自分が一番に思いつくのは、田舎の、母親の主治医。
母は、私が15歳の時に慢性病にかかったが、私もその時からの付き合い。
以来、もの凄く自分と近い位置に居るようになった(変な意味じゃなく)。
ひょっとしたら、主治医と母の関係より、主治医とその家族(=私)との関係の方が深いかも。

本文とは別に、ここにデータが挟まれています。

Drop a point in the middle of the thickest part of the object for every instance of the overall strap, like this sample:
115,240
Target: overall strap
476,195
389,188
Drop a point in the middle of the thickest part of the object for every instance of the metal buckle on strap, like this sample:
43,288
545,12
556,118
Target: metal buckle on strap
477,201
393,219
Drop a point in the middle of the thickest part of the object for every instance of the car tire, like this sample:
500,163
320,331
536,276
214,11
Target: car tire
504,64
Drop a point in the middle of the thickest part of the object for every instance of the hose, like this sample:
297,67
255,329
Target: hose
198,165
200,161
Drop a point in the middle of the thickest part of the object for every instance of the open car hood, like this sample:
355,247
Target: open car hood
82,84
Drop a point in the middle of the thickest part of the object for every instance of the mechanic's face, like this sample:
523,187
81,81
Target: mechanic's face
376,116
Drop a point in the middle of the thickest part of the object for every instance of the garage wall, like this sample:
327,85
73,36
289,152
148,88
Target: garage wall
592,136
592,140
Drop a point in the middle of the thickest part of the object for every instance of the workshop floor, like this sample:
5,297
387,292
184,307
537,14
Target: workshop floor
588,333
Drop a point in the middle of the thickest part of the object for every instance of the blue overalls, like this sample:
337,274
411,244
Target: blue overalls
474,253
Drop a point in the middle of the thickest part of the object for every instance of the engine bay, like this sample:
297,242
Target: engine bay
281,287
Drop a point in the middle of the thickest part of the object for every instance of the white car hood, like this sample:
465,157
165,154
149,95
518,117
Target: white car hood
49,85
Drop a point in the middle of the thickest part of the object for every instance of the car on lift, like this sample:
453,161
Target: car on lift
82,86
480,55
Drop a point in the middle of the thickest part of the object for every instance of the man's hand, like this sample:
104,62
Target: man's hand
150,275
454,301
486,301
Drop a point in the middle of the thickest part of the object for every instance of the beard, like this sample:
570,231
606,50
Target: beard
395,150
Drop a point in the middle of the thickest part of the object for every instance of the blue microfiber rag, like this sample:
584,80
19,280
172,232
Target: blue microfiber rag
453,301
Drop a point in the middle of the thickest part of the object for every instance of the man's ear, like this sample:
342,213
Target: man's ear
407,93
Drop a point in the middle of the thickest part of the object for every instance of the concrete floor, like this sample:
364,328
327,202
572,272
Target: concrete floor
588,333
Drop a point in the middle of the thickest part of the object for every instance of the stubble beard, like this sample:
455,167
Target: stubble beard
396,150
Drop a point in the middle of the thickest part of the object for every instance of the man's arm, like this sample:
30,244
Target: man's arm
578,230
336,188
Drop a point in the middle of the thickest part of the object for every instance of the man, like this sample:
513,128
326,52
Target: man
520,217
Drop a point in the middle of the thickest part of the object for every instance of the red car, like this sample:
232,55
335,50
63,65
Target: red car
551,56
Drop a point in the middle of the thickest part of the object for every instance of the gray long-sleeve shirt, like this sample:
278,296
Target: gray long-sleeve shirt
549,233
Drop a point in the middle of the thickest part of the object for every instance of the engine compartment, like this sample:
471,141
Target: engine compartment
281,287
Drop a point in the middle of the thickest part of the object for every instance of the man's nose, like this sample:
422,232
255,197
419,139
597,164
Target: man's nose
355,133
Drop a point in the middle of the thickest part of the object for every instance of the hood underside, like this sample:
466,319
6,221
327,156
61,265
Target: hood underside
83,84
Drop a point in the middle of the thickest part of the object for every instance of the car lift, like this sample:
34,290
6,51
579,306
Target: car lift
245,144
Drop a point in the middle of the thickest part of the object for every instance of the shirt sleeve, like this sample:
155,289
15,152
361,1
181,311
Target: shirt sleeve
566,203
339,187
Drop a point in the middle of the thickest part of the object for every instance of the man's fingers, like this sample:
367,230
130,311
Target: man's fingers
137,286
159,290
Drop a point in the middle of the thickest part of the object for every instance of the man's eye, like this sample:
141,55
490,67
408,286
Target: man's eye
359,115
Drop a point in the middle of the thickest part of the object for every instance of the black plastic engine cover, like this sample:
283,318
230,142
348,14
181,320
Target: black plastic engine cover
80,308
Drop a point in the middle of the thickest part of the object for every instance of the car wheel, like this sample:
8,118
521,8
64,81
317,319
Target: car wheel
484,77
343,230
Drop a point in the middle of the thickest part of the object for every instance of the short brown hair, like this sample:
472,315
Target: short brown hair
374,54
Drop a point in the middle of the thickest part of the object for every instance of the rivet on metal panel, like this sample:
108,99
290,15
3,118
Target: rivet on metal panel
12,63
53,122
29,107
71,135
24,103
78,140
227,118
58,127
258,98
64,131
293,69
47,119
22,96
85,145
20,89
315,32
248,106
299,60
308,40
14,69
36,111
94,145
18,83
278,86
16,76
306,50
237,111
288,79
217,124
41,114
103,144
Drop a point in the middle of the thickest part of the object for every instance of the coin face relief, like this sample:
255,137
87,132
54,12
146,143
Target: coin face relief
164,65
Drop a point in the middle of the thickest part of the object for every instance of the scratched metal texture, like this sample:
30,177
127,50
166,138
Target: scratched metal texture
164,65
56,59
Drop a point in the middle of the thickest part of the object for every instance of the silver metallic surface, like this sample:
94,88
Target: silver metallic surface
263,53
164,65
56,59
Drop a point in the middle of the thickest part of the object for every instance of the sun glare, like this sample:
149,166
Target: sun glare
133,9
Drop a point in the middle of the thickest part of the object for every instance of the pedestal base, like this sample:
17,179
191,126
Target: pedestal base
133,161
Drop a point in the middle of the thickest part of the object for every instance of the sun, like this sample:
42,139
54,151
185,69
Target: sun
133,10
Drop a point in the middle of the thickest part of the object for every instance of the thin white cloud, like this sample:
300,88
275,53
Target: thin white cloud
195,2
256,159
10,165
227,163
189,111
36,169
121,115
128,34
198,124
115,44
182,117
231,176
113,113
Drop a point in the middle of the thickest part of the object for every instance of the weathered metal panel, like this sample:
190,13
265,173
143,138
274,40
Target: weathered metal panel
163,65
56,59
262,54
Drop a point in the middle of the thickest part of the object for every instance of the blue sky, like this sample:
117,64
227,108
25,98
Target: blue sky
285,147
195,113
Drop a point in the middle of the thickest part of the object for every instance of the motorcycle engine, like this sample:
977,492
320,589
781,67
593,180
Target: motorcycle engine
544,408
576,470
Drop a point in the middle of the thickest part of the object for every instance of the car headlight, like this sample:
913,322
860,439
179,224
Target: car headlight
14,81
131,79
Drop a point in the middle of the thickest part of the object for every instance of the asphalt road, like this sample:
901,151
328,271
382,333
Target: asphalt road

高校で衛生看護科を卒業して准看護師の免許を取った10代から始まり・・
看護師国試に受かった20代の時も。色んな節々には必ず祝ってくれた。


今から思うと、15歳のその頃から医療の道を目指していたから、彼としては
「遠い未来に医療の道を進むことになる同業者」として、応援する気持ちで
ずっと私をみていてくれたんだね。
…いま、これを書くことによって、初めて、本当の彼の気持ちが解った。



あれから、20年以上。
現在、母の主治医はそこの公立病院で二番目に偉い役職に就いている。
当時36歳だった若先生の歳を、自分も既に超えてしまった。
医療従事者になって自分ももうすぐ20年。人間と接して色んなことを学んだし、
医療の乗り越えられない限界、「死」というものを痛いほど学んだ。



最近、私に対する対応が変わった。
現在入院している母に対し、「同業者」として、家族の私に意見を聞いている
彼が居た。
話し方で相手の医師が自分をどう評価しているかくらいは、看護師として
働いてきたから解る。
それを感じ取れたとき、泣いた。
やっと彼に認めてもらえたんだと、静かに嬉しさが溢れてきた。

普段、病院でナースにどんな態度なのかも想像できたから。
結構、自己主張が強いタイプだろうし。


看護師になって6、7年の頃だったか、田舎へ帰った時
「おかぁさん!この子、△県(当時)で看護婦さんしてるんやで!」
と、親以上にアナタ感激してますね…ってくらい喜んでくれたり。
そうだよね。先生は、卵の頃から今に至るまで、見てきたんですもんね。
その時の心境は、看護学校の教官だったのか父親だったのか。
何度も何度も、この業界を辞めようと思ってきたけど、辞めないでいて良かった。


もう20年近く現役なのに、やっと看護師という肩書きで仕事が出来る、
そんな実感がある。
「死」の限界を超えられない職業、と嫌になったことが一番多かった。
みんなが、喜んでやって来るような場所で、仕事に就く人が羨ましかった。


「まだ20年? それで悟った? あほ言うなー(笑)」 と諭されたような。



先生を始め、実家の家族やナギとの東京家族、その他のお世話になった
人たちに恩返しするために、”職業”はまだ終わらせられない、と何故か思うに至った。


そして、やはり人生の「節目」に、彼が傍にいる。人生って不思議なもんだね。